La Libertad Avanza utiliza el caso de Venezuela para impulsar la Boleta Única en Buenos Aires

La situación política en Venezuela ha comenzado a tener un impacto en Argentina, especialmente en la provincia de Buenos Aires. La reciente intervención del gobernador Axel Kicillof, quien condenó la acción militar de Estados Unidos en Caracas, ha suscitado críticas de la oposición, que ha comenzado a utilizar este contexto para cuestionar su liderazgo. En este ambiente, La Libertad Avanza ha tomado la delantera al solicitar la implementación de la Boleta Única en Papel (BUP) en todas las provincias, incluida Buenos Aires, argumentando que el rechazo a esta medida avala prácticas antidemocráticas.

Martín Menem, presidente de la Cámara de Diputados, y Sebastián Pareja, líder de La Libertad Avanza en la provincia, han sido vocales en su apoyo a la BUP, afirmando que su implementación eliminaría las “trampas” del sistema actual que permite múltiples boletas partidarias en un mismo distrito. Según ellos, la Boleta Única proporcionaría un sistema de votación más ágil y transparente, contrastando con la postura del gobierno provincial, que defiende el modelo actual. Esta crítica se agrava en el contexto de la narrativa sobre Venezuela, donde se busca asociar a Kicillof con prácticas autoritarias.

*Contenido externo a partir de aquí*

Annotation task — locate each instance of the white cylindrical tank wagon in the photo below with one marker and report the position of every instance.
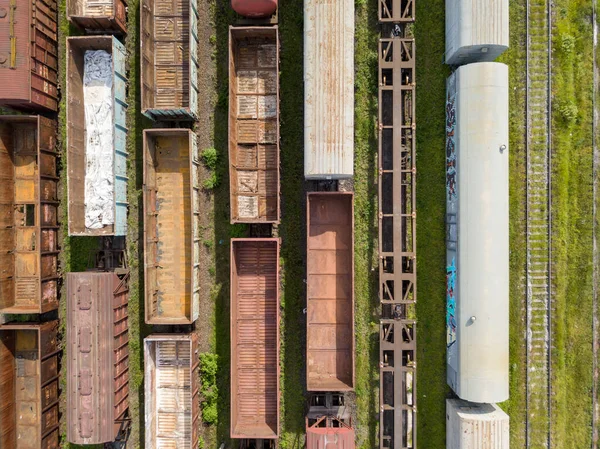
(476, 426)
(477, 254)
(328, 89)
(476, 30)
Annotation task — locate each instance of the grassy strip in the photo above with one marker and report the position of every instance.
(515, 59)
(292, 228)
(431, 348)
(572, 223)
(366, 295)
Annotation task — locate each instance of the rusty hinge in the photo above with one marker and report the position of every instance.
(13, 39)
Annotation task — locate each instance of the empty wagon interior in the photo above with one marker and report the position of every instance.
(171, 228)
(253, 109)
(91, 144)
(169, 394)
(29, 392)
(168, 62)
(28, 194)
(330, 305)
(254, 336)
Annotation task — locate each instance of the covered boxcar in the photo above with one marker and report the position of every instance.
(28, 54)
(328, 89)
(98, 15)
(28, 215)
(29, 385)
(476, 426)
(171, 391)
(330, 291)
(477, 271)
(98, 362)
(171, 226)
(255, 338)
(254, 124)
(476, 30)
(169, 64)
(96, 133)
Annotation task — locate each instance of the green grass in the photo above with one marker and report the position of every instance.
(431, 208)
(366, 293)
(515, 59)
(572, 223)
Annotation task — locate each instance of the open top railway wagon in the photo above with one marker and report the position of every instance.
(28, 54)
(98, 15)
(28, 215)
(29, 385)
(330, 291)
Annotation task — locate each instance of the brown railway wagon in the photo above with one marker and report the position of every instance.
(171, 391)
(255, 338)
(330, 291)
(169, 61)
(29, 386)
(254, 124)
(101, 15)
(98, 363)
(28, 215)
(171, 226)
(28, 54)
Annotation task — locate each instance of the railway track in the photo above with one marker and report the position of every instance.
(539, 224)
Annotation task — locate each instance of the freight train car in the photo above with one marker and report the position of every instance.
(169, 65)
(28, 54)
(98, 15)
(28, 215)
(29, 385)
(98, 356)
(255, 338)
(477, 270)
(330, 291)
(476, 426)
(476, 30)
(96, 133)
(328, 89)
(171, 226)
(171, 391)
(254, 124)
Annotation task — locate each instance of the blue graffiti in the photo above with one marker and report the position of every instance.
(450, 304)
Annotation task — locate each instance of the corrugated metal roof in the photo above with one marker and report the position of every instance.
(328, 89)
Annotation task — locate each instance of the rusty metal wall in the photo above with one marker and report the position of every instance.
(98, 15)
(171, 198)
(169, 67)
(98, 356)
(330, 291)
(397, 243)
(171, 391)
(254, 124)
(28, 54)
(29, 385)
(28, 215)
(255, 338)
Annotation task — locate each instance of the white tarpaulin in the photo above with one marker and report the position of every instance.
(99, 151)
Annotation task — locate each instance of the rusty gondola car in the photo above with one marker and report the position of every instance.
(28, 54)
(28, 215)
(255, 338)
(330, 291)
(98, 363)
(254, 124)
(98, 15)
(171, 390)
(29, 385)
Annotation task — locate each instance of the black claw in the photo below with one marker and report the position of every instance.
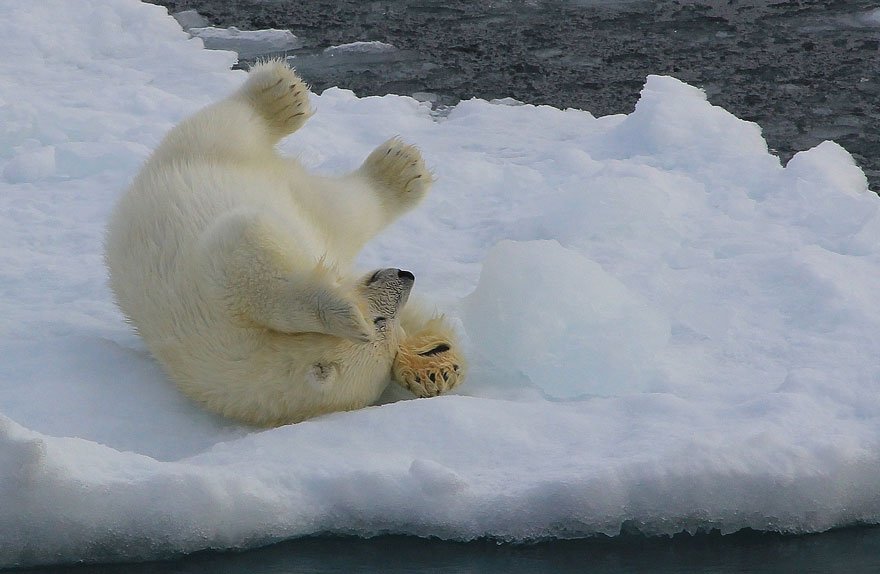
(441, 348)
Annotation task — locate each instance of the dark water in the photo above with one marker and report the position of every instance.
(805, 70)
(849, 551)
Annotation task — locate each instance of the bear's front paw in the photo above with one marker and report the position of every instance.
(429, 363)
(398, 169)
(279, 96)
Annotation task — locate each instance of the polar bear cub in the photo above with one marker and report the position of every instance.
(233, 264)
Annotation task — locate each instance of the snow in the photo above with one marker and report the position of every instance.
(668, 330)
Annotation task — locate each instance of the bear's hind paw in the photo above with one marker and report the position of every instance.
(279, 96)
(398, 169)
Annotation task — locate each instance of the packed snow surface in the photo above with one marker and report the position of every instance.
(668, 330)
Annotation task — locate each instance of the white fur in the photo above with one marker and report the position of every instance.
(233, 262)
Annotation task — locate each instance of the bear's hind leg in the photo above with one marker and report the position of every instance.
(279, 96)
(429, 361)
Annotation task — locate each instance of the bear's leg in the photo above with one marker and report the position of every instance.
(429, 361)
(397, 175)
(279, 96)
(253, 266)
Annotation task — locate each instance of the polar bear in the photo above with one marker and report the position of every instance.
(234, 265)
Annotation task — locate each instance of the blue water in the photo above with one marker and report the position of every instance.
(846, 551)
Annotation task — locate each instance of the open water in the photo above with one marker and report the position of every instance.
(804, 70)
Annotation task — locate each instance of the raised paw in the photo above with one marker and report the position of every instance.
(398, 169)
(279, 96)
(428, 363)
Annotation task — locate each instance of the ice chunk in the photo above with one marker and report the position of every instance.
(374, 47)
(247, 43)
(191, 19)
(563, 322)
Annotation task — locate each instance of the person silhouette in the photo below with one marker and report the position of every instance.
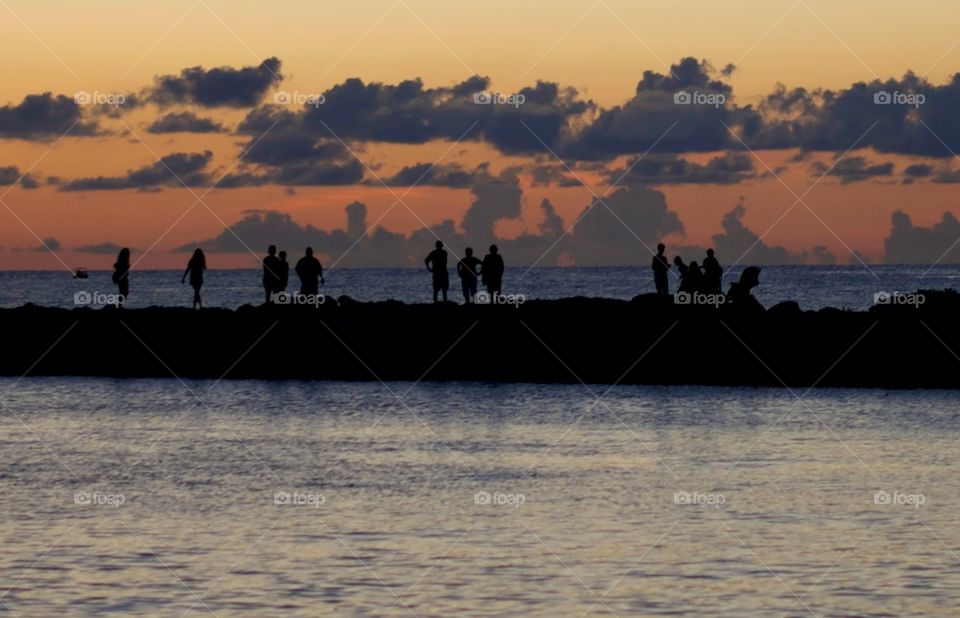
(437, 264)
(694, 278)
(660, 267)
(271, 268)
(683, 269)
(492, 272)
(195, 268)
(283, 272)
(468, 268)
(121, 275)
(310, 272)
(712, 273)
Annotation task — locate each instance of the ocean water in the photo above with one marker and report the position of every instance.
(162, 498)
(814, 287)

Para avanzar en la legislación de la BUP, La Libertad Avanza necesitará un amplio apoyo en la Legislatura, dado que actualmente no cuenta con los votos necesarios. El partido busca formar acuerdos con otros bloques, incluyendo el PRO y la UCR, que anteriormente propusieron leyes similares. Sin embargo, el peronismo se mantiene unido en su oposición a este cambio, argumentando que el modelo actual ha permitido el éxito electoral de diversas fuerzas políticas, incluyendo al presidente Javier Milei.

Mientras La Libertad Avanza plantea un marco para la reforma política, el peronismo también podría considerar otras reformas, como la restitución de las reelecciones indefinidas de intendentes. No obstante, alcanzar un acuerdo que contemple tanto la BUP como otras demandas requerirá negociaciones complejas entre los diferentes actores políticos. En este contexto, los libertarios continúan criticando al peronismo por su resistencia a adoptar un sistema de votación más moderno y accesible, argumentando que su negativa perpetúa prácticas que van en contra de la democracia.